Others have suggested this for a similar problem
https://stackoverflow.com/a/13007555/1831980
But as a novice i feel that the solution is too complex, and I am hoping for a simpler method.
What I am doing now is this:
write.table(Puromycin, file="clipboard" , sep=";" , row.names=FALSE )
write.table(summary(Purymycin$conc), file="clipboard" , sep=";" , row.names=FALSE )
... etc...
But this requires i lot of copy-ing and pasting, which I hope to eliminate.
Any help would appreciated.
write.table and its friends are intended to write out columns of data separated by whatever separator is specified. Your clipboard contains several data types because you are using summary which always gives a unique output.

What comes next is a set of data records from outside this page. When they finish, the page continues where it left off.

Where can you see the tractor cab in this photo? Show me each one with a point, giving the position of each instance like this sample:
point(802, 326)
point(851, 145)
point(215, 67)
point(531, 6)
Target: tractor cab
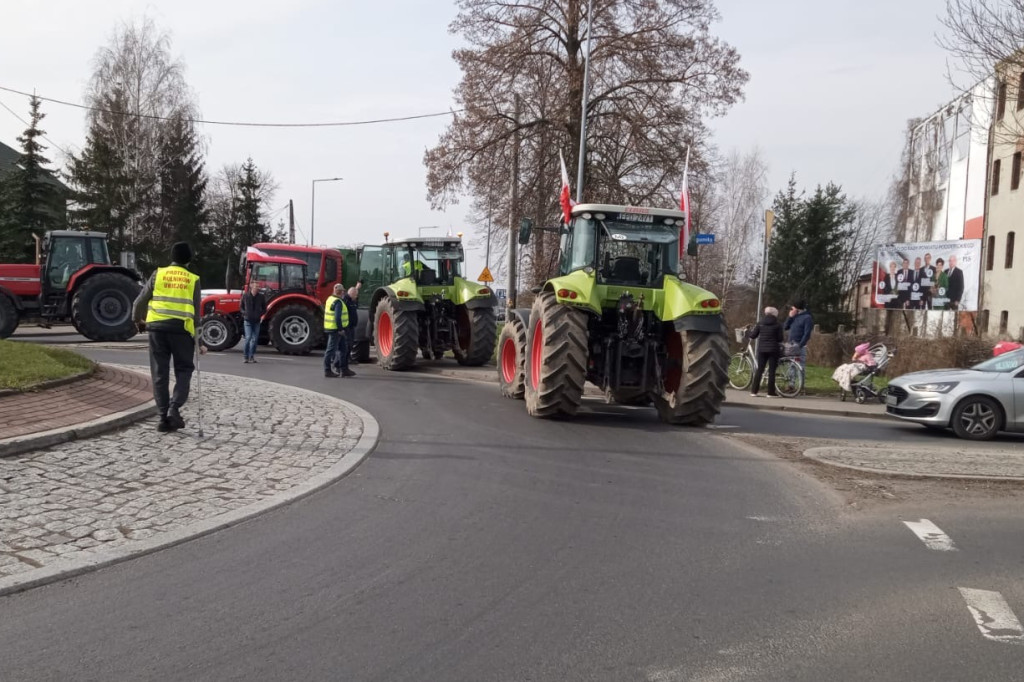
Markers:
point(275, 275)
point(626, 246)
point(67, 252)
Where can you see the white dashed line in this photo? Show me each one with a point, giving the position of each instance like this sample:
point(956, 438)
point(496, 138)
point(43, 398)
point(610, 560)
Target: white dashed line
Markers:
point(994, 617)
point(931, 535)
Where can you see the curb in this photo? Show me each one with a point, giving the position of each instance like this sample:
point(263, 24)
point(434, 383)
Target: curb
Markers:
point(52, 383)
point(811, 455)
point(62, 570)
point(492, 378)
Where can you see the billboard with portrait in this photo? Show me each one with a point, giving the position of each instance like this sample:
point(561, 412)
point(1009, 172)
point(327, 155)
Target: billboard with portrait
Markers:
point(928, 275)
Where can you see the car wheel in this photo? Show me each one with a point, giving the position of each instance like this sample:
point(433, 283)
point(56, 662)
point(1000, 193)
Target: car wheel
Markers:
point(977, 418)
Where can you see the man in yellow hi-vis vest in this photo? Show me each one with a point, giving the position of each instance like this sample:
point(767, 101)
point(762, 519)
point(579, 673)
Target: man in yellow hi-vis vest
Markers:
point(169, 305)
point(335, 322)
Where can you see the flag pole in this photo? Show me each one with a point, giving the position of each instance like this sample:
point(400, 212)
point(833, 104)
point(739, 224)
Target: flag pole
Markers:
point(586, 92)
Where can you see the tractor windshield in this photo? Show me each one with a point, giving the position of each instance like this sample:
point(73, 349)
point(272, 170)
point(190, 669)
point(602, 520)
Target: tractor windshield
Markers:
point(432, 265)
point(629, 250)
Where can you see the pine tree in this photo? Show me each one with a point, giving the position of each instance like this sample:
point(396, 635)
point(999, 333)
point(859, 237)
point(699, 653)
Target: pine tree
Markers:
point(807, 249)
point(32, 200)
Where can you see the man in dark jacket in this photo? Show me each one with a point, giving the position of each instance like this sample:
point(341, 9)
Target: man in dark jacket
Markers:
point(769, 336)
point(253, 308)
point(350, 299)
point(800, 326)
point(169, 306)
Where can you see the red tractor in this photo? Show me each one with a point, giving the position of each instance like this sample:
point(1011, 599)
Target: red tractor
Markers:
point(294, 320)
point(73, 280)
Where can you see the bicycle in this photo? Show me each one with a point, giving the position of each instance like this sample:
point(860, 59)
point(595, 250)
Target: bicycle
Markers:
point(788, 374)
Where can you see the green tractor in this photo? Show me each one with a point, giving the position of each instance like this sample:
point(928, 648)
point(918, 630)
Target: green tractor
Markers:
point(619, 315)
point(414, 299)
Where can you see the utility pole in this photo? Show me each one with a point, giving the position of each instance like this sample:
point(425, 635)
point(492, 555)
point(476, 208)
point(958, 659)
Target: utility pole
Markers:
point(291, 222)
point(514, 208)
point(586, 93)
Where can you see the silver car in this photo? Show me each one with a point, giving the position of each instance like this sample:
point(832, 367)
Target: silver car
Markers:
point(976, 403)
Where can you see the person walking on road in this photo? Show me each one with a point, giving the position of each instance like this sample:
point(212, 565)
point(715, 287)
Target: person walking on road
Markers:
point(253, 308)
point(351, 299)
point(769, 336)
point(169, 306)
point(335, 322)
point(800, 326)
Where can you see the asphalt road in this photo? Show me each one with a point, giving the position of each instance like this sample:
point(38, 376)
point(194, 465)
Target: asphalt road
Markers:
point(479, 544)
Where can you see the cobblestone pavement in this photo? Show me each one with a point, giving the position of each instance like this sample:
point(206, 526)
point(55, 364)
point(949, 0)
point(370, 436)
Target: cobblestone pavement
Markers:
point(78, 499)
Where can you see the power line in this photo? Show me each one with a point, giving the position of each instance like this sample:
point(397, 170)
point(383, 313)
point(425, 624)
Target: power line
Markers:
point(333, 124)
point(14, 114)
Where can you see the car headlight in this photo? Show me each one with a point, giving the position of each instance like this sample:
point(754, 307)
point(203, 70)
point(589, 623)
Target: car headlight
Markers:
point(936, 387)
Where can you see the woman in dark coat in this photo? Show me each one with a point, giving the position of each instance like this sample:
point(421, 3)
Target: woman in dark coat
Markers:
point(769, 335)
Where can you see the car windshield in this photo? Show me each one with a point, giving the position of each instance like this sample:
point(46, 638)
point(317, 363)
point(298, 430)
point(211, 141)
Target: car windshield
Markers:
point(1005, 363)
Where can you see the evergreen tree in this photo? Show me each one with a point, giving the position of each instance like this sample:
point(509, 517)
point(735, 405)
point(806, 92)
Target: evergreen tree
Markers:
point(805, 259)
point(32, 201)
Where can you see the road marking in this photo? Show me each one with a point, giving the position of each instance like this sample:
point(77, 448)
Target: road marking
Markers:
point(994, 617)
point(931, 535)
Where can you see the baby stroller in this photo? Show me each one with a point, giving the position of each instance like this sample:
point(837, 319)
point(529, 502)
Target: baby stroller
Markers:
point(862, 386)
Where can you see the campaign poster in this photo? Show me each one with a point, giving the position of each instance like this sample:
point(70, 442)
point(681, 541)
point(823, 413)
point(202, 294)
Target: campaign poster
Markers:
point(928, 275)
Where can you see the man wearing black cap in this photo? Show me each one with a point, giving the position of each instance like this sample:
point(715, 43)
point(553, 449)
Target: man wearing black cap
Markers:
point(169, 305)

For writing the data values out, you can use write.csv on a data frame and then open with Excel. For example, Puromycin is already a data frame (which you can see with str(Puromycin)) so you can just write it out directly:
write.csv(file = "some file.csv", x = Puromycin)
Which will go into the current working directory (which can be determined with getwd()).
To write out/save the results of the regression model is a bit more of a challenge. You could definitely use sink as you did, but specify an extension of .txt on your file so a text editor can open it. There are fancier methods (sweave, knitr) which you might want to look into in the long run, as they can write really nice reports automatically.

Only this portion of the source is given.